XHNAQ-FM
- Querétaro, Querétaro; Mexico;
- Frequency: 104.9 MHz
- Branding: Lokura FM Rock

Programming
- Format: Classic rock

Ownership
- Owner: Capital Media; (Radiodifusoras Capital, S.A. de C.V.);

History
- First air date: 1949
- Former call signs: XENA-AM
- Former frequencies: 1450 kHz
- Call sign meaning: From former XENA-AM call sign plus Q for Querétaro

Technical information
- Class: AA
- ERP: 6 kW
- HAAT: -22.5 m
- Transmitter coordinates: 20°36′9.5″N 100°26′10″W﻿ / ﻿20.602639°N 100.43611°W

Links
- Webcast: Listen live
- Website: lokura.fm/queretaro/

= XHNAQ-FM =

Radio station in Querétaro, Querétaro, Mexico

XHNAQ-FM is a radio station in Querétaro, Querétaro.

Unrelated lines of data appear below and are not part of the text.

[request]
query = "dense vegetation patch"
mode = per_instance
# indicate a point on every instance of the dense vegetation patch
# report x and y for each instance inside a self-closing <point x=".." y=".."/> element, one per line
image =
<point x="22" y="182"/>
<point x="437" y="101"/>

Broadcasting on 104.9 FM, XHNAQ is owned by Capital Media and is known as Lokura FM Rock with a classic rock format.

==History==

Logo used as Capital FM between 2011 and 2019

XENA-AM 1450 came to air in 1949 as the second station of Radio Emisora Queretana, which owned XEJX 1250.

In 1962, XENA and XEJX moved to new facilities in Querétaro, inaugurated by Governor Manuel González Cossio, known as the Edificio Desarrollo Radiofónico (Radio Development Building). The building later came to serve as the company's namesake. XENA would be sold to Capital Media (Radiodifusoras Capital) in 2005.

XENA moved to FM in the early 2010s. Because the XHNA-FM and XHENA-FM call signs were taken, XENA became XHNAQ-FM with the added Q for the state (Querétaro). This same change in call sign occurred with several other AM to FM migrants.

On January 1, 2019, XHNAQ flipped to grupera under the Capital Máxima brand. The format lasted just seven months; on August 1, the station flipped to romantic as La Romántica. On June 8, 2020, XHNAQ was one of seven stations to debut the new Lokura FM adult hits brand. Lokura FM was split into rock, pop, and grupera brands in 2023, with XHNAQ the first to break off with the rock format.